Danny DeVito Believes His Performance As Penguin In Batman Returns Is Better Than Colin Farrell's In The Batman
Of all the many villains in Gotham City's menacing menagerie, the Penguin is one of the strangest. The character of Oswald Cobblepot, the stout and menacing crime lord with a penchant for penguins, has been portrayed by a handful of actors, including Burgess Meredith ("Batman" '66), Robin Lord Taylor ("Gotham"), and Wayne Knight ("Harley Quinn"), but the two most people think of as the Dark Knight villain are Danny DeVito and Colin Farrell. DeVito played the Penguin in Tim Burton's "Batman Returns" in 1992 and Farrell played the character in Matt Reeves's "The Batman" in 2022. With 30 years between the characters and two very different takes, it's really tough to tell which Penguin was truly the greatest.
In a Vanity Fair polygraph interview with his daughter, Lucy DeVito, to promote their animated series "Little Demon," Danny DeVito was asked which Penguin performance he thought was better, between him and Collin Farrell. While he was complimentary of Farrell and called him "a terrific guy," he couldn't help but say his Penguin from "Batman Returns" was better. DeVito might be a bit biased and was only speaking his truth, but is he right? Let's look at these two stellar silver screen Penguins and determine once and for all who played the perfect Cobblepot.
The argument for Farrell's Penguin
Both versions of the Penguin forced their performers to go under extensive makeup. Farrell felt like his makeup, courtesy of artist Mike Marino, allowed him to be a "malleable marionette," as if he was puppeteering another body from within. Farrell frequently has a tough time finding villainous roles because his caterpillar eyebrows and big sad brown eyes make him almost too lovable. He has a face that's somehow both reminiscent of a kicked puppy and impossibly handsome, so the makeup allowed him to really act without people focusing on his face.

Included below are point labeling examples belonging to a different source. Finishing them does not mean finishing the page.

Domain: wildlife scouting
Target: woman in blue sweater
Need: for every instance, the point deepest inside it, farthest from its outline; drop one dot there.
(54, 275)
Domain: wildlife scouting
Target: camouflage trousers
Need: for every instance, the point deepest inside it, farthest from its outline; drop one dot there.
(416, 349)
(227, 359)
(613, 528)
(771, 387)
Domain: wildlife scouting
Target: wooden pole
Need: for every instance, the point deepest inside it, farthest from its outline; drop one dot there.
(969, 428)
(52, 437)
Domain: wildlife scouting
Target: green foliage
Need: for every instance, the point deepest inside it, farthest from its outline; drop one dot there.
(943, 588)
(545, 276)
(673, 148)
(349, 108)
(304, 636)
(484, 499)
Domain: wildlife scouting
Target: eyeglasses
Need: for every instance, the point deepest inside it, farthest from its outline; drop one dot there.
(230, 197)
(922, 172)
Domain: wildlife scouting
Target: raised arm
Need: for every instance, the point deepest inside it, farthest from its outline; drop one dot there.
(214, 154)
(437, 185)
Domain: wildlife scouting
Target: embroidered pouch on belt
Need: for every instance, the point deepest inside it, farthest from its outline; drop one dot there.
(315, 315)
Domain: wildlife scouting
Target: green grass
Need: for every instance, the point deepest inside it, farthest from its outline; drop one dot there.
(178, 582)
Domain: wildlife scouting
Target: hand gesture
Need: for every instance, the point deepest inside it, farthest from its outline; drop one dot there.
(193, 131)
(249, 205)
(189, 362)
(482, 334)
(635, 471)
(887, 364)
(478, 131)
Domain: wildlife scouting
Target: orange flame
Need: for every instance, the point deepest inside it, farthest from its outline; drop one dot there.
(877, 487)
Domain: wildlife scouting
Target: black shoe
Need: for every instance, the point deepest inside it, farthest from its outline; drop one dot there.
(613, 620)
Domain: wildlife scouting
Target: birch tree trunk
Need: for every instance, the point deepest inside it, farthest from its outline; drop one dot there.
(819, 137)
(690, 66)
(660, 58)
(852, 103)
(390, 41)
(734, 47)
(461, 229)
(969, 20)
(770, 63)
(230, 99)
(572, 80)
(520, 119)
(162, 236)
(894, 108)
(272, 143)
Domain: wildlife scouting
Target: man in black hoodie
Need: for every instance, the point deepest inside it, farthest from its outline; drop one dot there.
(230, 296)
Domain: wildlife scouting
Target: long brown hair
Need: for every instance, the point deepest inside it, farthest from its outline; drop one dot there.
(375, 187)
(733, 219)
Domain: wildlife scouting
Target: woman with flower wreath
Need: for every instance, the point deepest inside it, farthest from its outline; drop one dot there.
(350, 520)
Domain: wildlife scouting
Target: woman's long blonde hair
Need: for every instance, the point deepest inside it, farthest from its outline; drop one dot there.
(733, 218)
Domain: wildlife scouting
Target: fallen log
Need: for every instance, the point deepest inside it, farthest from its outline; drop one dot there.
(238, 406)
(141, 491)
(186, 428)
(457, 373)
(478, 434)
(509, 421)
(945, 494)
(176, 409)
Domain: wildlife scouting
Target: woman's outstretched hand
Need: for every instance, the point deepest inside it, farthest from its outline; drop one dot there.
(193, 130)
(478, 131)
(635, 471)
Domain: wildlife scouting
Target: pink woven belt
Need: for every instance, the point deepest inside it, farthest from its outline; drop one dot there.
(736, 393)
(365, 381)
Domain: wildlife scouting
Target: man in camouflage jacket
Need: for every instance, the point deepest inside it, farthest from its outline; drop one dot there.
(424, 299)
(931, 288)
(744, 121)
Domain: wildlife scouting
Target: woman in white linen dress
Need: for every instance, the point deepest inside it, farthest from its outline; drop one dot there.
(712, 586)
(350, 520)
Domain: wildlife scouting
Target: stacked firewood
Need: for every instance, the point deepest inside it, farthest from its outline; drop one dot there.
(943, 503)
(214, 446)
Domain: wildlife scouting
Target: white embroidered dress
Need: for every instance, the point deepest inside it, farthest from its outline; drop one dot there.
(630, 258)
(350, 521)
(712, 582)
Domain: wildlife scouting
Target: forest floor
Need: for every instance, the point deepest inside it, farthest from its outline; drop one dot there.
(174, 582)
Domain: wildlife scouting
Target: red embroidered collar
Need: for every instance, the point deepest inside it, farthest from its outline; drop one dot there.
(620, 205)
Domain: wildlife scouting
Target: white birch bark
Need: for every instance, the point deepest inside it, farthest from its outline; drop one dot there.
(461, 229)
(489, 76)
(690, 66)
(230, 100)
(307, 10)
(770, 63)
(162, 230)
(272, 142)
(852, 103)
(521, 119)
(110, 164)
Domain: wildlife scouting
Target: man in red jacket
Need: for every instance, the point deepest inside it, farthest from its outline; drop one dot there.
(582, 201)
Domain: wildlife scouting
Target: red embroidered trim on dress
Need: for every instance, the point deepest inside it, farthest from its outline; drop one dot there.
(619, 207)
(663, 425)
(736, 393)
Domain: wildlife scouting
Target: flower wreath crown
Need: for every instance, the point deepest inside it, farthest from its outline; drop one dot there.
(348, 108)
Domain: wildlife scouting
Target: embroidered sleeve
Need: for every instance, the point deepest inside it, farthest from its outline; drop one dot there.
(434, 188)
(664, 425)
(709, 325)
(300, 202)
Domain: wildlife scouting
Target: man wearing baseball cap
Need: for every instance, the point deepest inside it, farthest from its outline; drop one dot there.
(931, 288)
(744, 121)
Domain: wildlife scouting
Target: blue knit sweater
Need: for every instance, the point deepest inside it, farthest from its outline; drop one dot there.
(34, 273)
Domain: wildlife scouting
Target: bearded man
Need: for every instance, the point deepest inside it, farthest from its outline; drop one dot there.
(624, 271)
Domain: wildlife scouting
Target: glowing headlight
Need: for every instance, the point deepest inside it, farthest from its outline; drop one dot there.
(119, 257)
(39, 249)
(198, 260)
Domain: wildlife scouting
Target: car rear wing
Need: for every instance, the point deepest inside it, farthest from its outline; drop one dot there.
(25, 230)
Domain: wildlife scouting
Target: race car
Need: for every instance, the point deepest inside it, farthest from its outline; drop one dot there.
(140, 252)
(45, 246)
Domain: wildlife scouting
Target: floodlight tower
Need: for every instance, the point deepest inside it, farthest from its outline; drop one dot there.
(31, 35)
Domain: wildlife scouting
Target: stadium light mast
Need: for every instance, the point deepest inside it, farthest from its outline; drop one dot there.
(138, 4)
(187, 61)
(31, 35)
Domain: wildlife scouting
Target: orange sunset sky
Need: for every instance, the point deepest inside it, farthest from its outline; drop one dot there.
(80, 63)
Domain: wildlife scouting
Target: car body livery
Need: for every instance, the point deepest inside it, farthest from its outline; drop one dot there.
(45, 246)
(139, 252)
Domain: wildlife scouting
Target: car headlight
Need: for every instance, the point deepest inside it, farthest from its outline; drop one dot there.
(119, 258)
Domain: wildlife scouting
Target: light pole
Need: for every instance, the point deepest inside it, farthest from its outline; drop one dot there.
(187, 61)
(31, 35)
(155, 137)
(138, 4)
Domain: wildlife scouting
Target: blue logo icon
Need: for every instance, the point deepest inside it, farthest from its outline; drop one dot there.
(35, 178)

Farrell is an incredible actor, and he fits seamlessly into Reeves's grim noir version of Gotham city. There are numerous opportunities to really overdo it and ham it up as the Penguin, but Farrell plays it with more nuance, giving a grounded villain for Robert Pattinson's young Batman to battle against. His trademark charm is also still apparent, even without the handsome face to sell it, and ole Oswald is one seriously charismatic villain. He's a joy to watch and is clearly having the time of his life, injecting some fire into the cold, dark world of "The Batman."
It's challenging to make a cape and cowl comic book movie that's gritty and grounded without sacrificing what makes these stories so great, but Reeves managed to do it with "The Batman," and Farrell's Penguin is a huge part of why it works so well. As the kids say, he clearly understood the assignment.
DeVito's perfect comic book Penguin
But 30 years earlier, Danny DeVito took on the role of the Penguin in Tim Burton's "Batman Returns," the sequel to his wildly successful "Batman," starring Michael Keaton as the caped crusader. Unlike Farrell's grounded, realistic take, DeVito made his version of the characters as disturbing and despicable as possible. Long before he played perpetual creep Frank Reynolds on "It's Always Sunny in Philadelphia," DeVito played Cobblepot as a horny, hungry, filthy slimeball of a human who was honestly part-feral. Raised in a sewer and significantly more attached to the arctic birds from which he derives his name than Farrell's Penguin, DeVito's version of the character was pure comic book fantasy, but he gave it 110% and made it work.
DeVito ate real raw fish on-camera (and not exactly sashimi, either) and kept a mix of mouthwash and spirulina in his mouth to achieve that disgusting dental look, dedicating himself to the role with abandon. The actor had previously mostly starred in comedies, so "Batman Returns" was a way for him to really stretch his wings (no pun intended). He really went for it, and DeVito's version of the Penguin is absolutely terrifying. He's one of the best cinematic villains of all time, embedding himself in the subconscious of everyone who saw the film, including a young Robert Pattinson! DeVito's portrayal of the Penguin is genuinely iconic, but it's also so different from Farrell's that it feels wrong to even compare them.
Why not both?
"Batman Returns" is a dark, twisted comic book movie that relishes in weirdness, while "The Batman" is a gritty, grounded take on the dark knight's early days as the hero of Gotham. They're both fantastic, but they're also both doing very different things. Each has a totally different take on the characters and the DC Comics world, and if you switched Penguins, it simply wouldn't work. Both DeVito and Farrell are absolutely incredible in their respective roles, but what they're doing is apples and oranges, a matter of preference. If you like your Penguin to be a sewer-dwelling Harvey Weinstein with fish breath, then DeVito's version is tailor-made to terrify and gross you out. If you like your Penguin to be more like Al Capone pre-syphilis, then Farrell is the way to go.
Disagreeing with Danny DeVito feels like a sin somehow, but on this one I have to, because neither Penguin is better — they both rule.